The decision came as NYRA officials were predicting the sides were close to reaching a final deal with the state on a long-awaited agreement to let the Aqueduct project begin.
“We have worked closely with NYRA and the state of New York for almost four years on this project,” MGM Mirage chairman and chief executive officer Terry Lanni said in a statement. “It has been fraught with obstacles, ranging from NYRA's legal difficulties, its Chapter 11 filing, uncertainties concerning the grant of the racing franchise upon the expiration of NYRA's current franchise at the end of 2007, disputes between NYRA and the state, as well as escalating costs for the project.
“While we came close to reaching an agreement with the state and NYRA, certain unresolved issues have caused us to withdraw from this opportunity.
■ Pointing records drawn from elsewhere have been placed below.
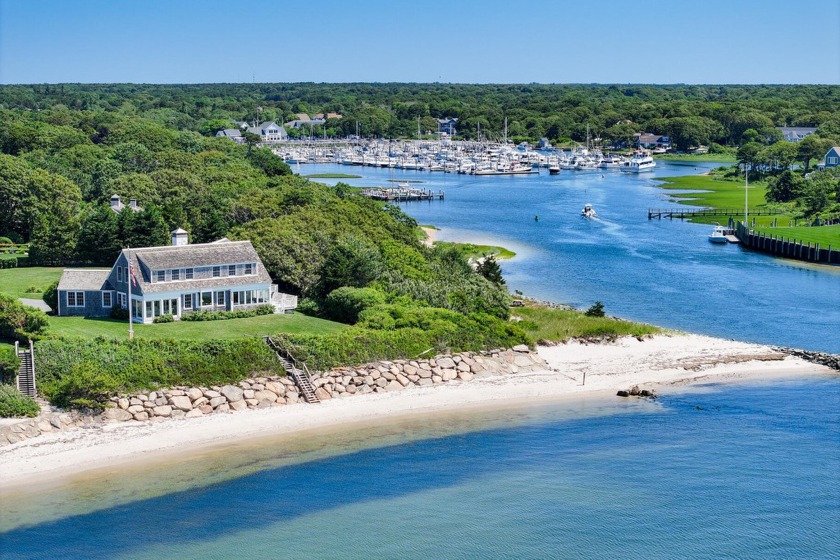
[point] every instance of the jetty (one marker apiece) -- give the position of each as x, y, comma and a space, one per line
402, 194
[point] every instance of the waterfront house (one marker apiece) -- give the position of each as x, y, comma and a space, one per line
233, 134
796, 133
175, 279
832, 158
269, 131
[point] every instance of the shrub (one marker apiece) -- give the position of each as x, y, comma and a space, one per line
149, 364
85, 387
597, 310
14, 404
165, 318
346, 303
265, 309
50, 296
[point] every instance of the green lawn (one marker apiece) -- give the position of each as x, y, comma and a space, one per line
29, 282
296, 323
722, 158
826, 236
716, 193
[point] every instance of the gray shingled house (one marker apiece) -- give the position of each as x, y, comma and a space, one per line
176, 279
We expended a lot of resources, time, and effort on the project, and regret that it did not come to fruition.”
NYRA chairman Steven Duncker called the situation disappointing. "Certainly, we had a very long road with them and I wish that they hadn’t come to this decision, but certainly we have some avenues," he said.
Duncker, who has been closely involved in the talks involving NYRA, MGM, and the administration of New York Gov. Eliot Spitzer, said NYRA is now looking to enlist other VLT partners for Aqueduct “or other means of borrowing the money."
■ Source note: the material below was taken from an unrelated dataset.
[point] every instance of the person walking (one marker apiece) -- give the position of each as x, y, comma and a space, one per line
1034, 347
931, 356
The project had grown to $215 million, which MGM was funding. “We will certainly keep trying to get this built," Duncker said, despite the fact NYRA has only eight months left on its Thoroughbred franchise to operate Aqueduct, Belmont Park, and Saratoga. NYRA is among the bidders for the next franchise.
Duncker said NYRA already has a contract with a construction company in place to begin the project. “If we get the funding, we can start anytime," he said. "Regardless of how the franchise plays out, we’d want to get started on building the VLT facility as quickly as possible because it brings revenues to the state as well as the horsemen."
When asked how much MGM’s pullout hurts NYRA, which is already losing money each month while it is in bankruptcy court, Duncker said: “It isn’t as if we were building it with them and not as if they started funding this and then pulled out. Depending on how quickly we can put another partner or financing in place, it could hurt anywhere from a little to a lot."
But Duncker, who praised the Spitzer administration for its handling of the talks with MGM, said he did not think it would hurt NYRA’s ability to hold onto its franchise. NYRA is competing with three other entities for the racing franchise and maintains it owns the land upon which the three racetracks sit.
As it looks to other partners, it is unlikely NYRA will turn to private entities it is competing against for the franchise. “That won’t be the first avenue we go down," Duncker said.